To the extent that IA models have a forecasting dimension, one would want to evaluate them as is traditionally done for forecast models. That is, by comparing model simulations run over some historical time period with historical data. Since IA models are typically run a century or two into the future, one might wish to evaluate their outputs for simulations starting about a century or two ago and continuing to the present time. Part of the problem faced in this exercise is that there is a paucity of data available to document and understand the large changes that have taken place in the biosphere and social systems over the past century or so (Turner et al., 1990).
Additional problems arise in that integrated assessment models cannot be expected to simulate all the nuances of the evolution of natural and social systems over past centuries. For instance, we wouldn't expect an IA model to internally generate a stock market crash in the 1930's, world and regional wars, famines, colonial and imperialist campaigns, an oil shock event in the 1970's, and the demise of the Berlin Wall, simply because the real world is not a closed system. Yet our global and regional development trajectories seem to depend on these kinds of events. To close the model some boundary conditions need to specified for model variables or conditions. However, the more detailed the boundary conditions, the less skill there is in simulating historical trajectories. Since the evaluation of model trajectories is rendered less meaningful by specifying the right outcomes in advance through the boundary conditions, it makes more sense to focus on individual details and particular responses in the model in order to test its skill. For example, once an oil shock event is specified, how does the model respond to it? However, this starts to take on more of the character of an evaluation of processes and insights than of a forecast evaluation.

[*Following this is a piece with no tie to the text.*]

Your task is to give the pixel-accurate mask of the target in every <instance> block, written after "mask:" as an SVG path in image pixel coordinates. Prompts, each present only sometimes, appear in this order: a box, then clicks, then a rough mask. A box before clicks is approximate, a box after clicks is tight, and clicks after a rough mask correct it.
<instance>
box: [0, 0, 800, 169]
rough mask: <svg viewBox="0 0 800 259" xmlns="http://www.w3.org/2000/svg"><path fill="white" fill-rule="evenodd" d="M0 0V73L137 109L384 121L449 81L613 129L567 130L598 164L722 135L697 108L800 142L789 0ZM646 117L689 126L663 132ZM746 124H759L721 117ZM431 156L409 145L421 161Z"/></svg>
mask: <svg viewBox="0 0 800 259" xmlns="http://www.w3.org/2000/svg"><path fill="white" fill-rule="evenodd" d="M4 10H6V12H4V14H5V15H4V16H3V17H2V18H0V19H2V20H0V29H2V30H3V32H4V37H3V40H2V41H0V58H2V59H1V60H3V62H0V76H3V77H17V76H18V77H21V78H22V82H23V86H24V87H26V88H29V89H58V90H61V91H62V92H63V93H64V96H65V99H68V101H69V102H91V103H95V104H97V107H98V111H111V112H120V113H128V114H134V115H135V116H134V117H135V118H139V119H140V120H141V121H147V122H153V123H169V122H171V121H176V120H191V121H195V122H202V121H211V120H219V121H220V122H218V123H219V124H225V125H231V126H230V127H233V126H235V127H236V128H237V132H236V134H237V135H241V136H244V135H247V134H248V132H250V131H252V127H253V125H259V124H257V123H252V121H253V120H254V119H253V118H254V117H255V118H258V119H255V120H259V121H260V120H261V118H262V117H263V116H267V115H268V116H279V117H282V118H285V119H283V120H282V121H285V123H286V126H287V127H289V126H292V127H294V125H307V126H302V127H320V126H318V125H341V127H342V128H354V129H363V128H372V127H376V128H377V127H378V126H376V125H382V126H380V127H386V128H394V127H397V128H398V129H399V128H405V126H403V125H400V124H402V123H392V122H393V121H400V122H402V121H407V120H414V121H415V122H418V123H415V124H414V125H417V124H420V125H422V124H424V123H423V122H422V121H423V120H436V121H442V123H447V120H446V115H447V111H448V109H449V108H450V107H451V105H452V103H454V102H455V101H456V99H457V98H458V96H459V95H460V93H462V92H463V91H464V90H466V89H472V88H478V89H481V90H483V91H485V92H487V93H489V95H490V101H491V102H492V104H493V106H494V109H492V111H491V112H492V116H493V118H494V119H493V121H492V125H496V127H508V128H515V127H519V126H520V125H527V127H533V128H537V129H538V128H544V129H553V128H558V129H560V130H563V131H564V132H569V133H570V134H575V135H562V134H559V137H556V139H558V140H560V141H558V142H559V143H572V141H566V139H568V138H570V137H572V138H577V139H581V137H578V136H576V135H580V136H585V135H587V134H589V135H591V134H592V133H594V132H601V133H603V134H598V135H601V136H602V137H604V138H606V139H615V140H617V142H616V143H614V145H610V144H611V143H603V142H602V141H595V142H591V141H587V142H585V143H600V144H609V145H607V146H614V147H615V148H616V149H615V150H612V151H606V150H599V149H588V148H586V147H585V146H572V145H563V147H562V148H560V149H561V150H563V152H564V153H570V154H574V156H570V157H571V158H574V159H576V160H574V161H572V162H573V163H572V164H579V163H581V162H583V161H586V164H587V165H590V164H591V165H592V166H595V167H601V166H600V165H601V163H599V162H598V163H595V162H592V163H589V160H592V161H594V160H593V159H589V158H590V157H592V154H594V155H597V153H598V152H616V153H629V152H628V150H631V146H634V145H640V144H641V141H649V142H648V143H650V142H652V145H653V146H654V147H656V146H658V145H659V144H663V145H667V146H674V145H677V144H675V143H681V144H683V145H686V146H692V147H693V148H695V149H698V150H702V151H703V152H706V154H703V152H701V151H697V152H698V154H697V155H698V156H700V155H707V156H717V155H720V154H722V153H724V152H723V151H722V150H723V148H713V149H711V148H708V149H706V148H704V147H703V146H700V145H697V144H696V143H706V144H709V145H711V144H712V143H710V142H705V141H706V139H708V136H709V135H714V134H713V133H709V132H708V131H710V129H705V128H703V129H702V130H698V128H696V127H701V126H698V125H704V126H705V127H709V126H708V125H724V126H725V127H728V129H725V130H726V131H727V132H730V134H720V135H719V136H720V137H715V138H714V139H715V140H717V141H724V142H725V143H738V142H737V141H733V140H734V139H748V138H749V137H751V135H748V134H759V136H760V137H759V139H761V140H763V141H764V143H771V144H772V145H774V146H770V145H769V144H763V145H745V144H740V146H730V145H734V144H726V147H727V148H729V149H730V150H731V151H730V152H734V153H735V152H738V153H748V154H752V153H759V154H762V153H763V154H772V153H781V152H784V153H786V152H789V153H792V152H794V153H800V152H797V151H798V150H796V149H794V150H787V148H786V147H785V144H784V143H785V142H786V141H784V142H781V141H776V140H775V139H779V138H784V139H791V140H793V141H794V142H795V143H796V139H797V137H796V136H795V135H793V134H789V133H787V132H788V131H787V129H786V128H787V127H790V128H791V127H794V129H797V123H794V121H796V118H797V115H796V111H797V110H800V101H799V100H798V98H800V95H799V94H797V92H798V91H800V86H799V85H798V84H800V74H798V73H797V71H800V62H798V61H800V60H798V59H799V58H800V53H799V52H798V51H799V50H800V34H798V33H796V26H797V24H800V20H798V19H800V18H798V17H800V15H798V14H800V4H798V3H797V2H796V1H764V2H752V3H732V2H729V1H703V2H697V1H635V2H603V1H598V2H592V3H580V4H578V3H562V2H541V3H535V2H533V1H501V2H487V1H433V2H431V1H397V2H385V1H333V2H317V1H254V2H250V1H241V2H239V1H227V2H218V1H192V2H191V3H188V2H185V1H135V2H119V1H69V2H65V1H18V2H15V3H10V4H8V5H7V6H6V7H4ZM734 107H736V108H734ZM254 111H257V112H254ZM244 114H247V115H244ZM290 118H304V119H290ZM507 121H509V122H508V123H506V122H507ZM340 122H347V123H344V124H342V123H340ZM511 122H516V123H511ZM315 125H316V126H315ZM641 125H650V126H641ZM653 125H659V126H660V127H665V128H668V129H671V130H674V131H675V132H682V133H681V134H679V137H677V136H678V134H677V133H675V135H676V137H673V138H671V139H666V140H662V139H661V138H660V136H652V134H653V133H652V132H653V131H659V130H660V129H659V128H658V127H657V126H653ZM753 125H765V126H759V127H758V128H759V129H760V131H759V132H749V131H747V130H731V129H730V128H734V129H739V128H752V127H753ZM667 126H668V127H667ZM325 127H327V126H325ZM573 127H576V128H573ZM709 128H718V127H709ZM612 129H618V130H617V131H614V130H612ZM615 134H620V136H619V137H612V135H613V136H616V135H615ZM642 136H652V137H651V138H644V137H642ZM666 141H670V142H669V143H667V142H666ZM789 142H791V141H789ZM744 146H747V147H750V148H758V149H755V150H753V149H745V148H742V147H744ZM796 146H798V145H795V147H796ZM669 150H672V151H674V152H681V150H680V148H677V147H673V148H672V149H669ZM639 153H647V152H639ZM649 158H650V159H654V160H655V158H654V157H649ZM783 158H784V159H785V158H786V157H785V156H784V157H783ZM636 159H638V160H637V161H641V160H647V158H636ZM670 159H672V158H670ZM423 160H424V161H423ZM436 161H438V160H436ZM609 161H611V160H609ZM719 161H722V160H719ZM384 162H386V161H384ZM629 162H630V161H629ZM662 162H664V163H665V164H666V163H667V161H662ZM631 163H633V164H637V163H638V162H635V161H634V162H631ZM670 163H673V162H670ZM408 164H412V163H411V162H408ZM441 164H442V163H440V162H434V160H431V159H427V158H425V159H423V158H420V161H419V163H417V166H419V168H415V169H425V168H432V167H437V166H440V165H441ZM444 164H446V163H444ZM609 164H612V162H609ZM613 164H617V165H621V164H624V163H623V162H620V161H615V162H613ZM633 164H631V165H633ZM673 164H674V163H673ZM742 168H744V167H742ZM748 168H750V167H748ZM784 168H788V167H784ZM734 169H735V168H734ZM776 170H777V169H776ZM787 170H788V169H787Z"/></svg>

To be sure, evaluation of insights or forecasts in IA models is difficult and yields at best only partial confirmation. It is confounded by inherent limitations, conceptual difficulties, and lack of data. This may be one reason that the IA community has difficulty in resolving tension between the drive to do model development and the need to evaluate models. The current balance is grossly lopsided in favor of model development. The only major community effort relevant to evaluation at present is an intercomparison of integrated assessment models with one another as carried out in the Energy Modelling Forum (EMF) exercises. While this is laudable and necessary, it is not an adequate substitute for model evaluation against real world data and understanding. It is an open question as to whether even a relatively small effort to construct good data sets and use them to evaluate model insights would lead to greater understanding about natural and social system interactions than the grand sum of the next round of ``don't look back'' IA model integrations.